Ensuite, nous saluons votre esprit civique soucieux de mettre en garde vos lecteurs contre la terrible menace que nous représentons. Nous serions « habillés de noir et pas toujours très propres », selon « le patron d’un syndicat plus réformiste », dont une telle révélation valait bien la peine de préserver l’anonymat. Vous avez sans doute, par pure charité, évité d’ajouter pouilleux et alcooliques. Vous avez eu raison, il ne faudrait pas tomber dans la caricature.

Tout de même, comme la plupart d’entre nous ont aussi des enfants, des amis ou un travail, et parfois plusieurs de ces avantages cumulés, nous quittons régulièrement notre uniforme noir et prenons une douche. À peu près autant que la moyenne de la population.

Si comme vous le faites dire à Mme Lecocq de l’Institut supérieur du travail, « [notre] présence dans une manifestation, et c’est la présence des forces de l’ordre qui se multiplie automatiquement », c’est peut-être un peu exagéré. Éventuellement parce que l’Institut supérieur du travail est avant tout un lobby fondamentalement capitaliste dirigé par Bernard Vivier, candidat aux législatives en 1978 avec le soutien de Jean-Marie Le Pen. Mais nous ne doutons pas une seconde de l’impartialité de cette « expertise ».

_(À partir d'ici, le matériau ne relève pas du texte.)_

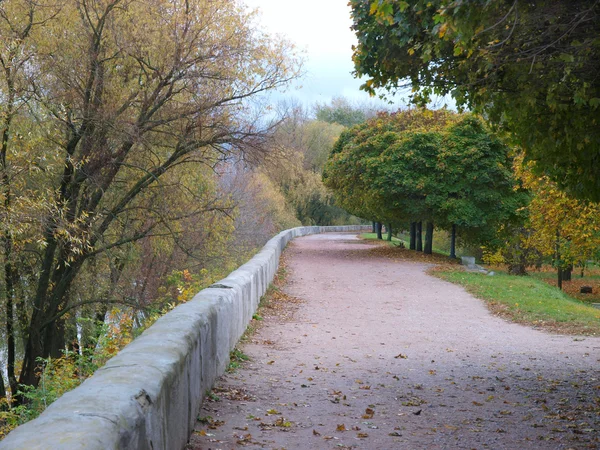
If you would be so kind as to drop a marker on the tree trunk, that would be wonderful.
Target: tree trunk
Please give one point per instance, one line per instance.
(558, 261)
(413, 235)
(559, 278)
(567, 273)
(428, 249)
(453, 242)
(2, 391)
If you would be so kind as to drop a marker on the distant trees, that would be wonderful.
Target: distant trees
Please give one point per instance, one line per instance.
(342, 112)
(431, 167)
(110, 110)
(530, 67)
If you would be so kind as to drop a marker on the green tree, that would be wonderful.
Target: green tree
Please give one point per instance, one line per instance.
(529, 67)
(424, 166)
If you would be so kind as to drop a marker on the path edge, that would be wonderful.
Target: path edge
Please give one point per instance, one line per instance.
(149, 394)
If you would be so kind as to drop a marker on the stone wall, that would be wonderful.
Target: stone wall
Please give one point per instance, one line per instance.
(148, 395)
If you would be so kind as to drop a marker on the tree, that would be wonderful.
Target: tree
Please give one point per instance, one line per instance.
(122, 97)
(564, 228)
(529, 67)
(343, 112)
(424, 166)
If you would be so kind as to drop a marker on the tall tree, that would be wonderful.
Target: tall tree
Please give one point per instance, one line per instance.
(123, 95)
(420, 166)
(530, 67)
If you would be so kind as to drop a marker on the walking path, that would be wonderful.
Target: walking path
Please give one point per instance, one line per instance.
(379, 355)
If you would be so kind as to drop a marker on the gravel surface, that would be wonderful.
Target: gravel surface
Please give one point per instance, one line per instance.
(379, 355)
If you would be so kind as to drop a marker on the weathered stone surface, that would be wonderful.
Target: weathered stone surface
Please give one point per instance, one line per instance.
(148, 395)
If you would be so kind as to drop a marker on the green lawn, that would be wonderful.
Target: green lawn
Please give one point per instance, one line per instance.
(529, 300)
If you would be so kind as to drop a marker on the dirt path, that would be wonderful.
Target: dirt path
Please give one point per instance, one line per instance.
(379, 355)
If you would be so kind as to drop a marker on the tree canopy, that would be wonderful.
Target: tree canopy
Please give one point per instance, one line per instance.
(530, 67)
(418, 165)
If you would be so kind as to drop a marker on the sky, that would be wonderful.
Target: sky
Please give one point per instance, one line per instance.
(321, 29)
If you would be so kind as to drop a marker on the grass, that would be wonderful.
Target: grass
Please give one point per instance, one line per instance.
(236, 358)
(528, 300)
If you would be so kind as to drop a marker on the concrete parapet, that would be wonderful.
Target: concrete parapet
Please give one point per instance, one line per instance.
(148, 395)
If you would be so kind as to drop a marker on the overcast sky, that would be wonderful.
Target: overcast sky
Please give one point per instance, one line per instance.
(321, 28)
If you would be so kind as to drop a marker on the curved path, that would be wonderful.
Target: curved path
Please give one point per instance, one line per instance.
(379, 355)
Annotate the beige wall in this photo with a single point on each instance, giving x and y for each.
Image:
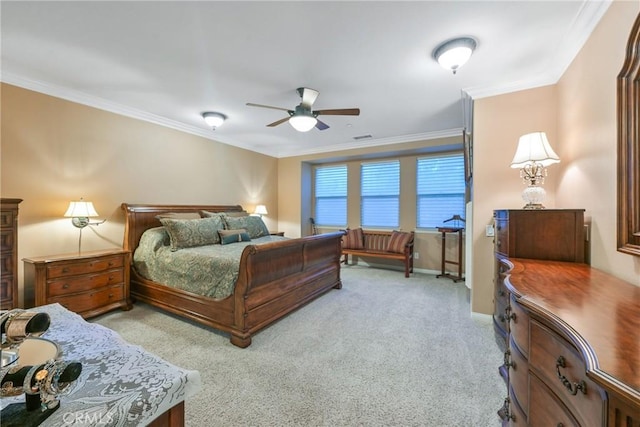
(588, 131)
(579, 116)
(54, 151)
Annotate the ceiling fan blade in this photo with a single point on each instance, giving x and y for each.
(321, 125)
(338, 112)
(251, 104)
(308, 96)
(278, 122)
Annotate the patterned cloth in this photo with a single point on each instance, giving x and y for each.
(120, 384)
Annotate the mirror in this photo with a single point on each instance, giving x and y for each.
(629, 146)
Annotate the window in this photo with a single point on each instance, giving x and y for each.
(440, 189)
(331, 195)
(380, 194)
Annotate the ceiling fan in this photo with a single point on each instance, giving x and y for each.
(303, 118)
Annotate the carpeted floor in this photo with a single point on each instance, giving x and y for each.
(382, 351)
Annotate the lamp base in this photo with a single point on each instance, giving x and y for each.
(534, 197)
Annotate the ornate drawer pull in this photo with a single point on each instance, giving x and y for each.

Et puisque vous évoquez nos origines, nous sommes bien d’accord avec vous : la Confederacion Nacional del Trabajo était en vue dans l’Espagne des années 40. Dans les cimetières, les prisons ou en exil. Votre patron ne doit pas l’ignorer, lui. Son papa aura au moins eu le mérite de fournir des avions aux Républicains. Et si nous n’oublions pas qu’il était patron et marchand d’armes, on ne peut pas le soupçonner d’avoir eu des sympathies pour l’extrême droite européenne. Il aura au moins refusé de mettre ses avions au service des nazis et aura été déporté pour cela à Buchenwald. Un sort qu’il aura eu en commun avec bien des militants de la CNT en exil, qui connurent le camp de Mauthausen.

Les origines de l’IST, elles, sont plus à chercher dans le patronat collaborationniste. Pas le même standing.

Toutefois, nous ne sommes pas rancuniers et nous lançons un appel à l’auteure de cet article et à ses collègues de la rédaction du Figaro : si des fois ils avaient un problème avec leur employeur, nous connaissons un « groupuscule » qui sera prêt à les défendre.

La CNT.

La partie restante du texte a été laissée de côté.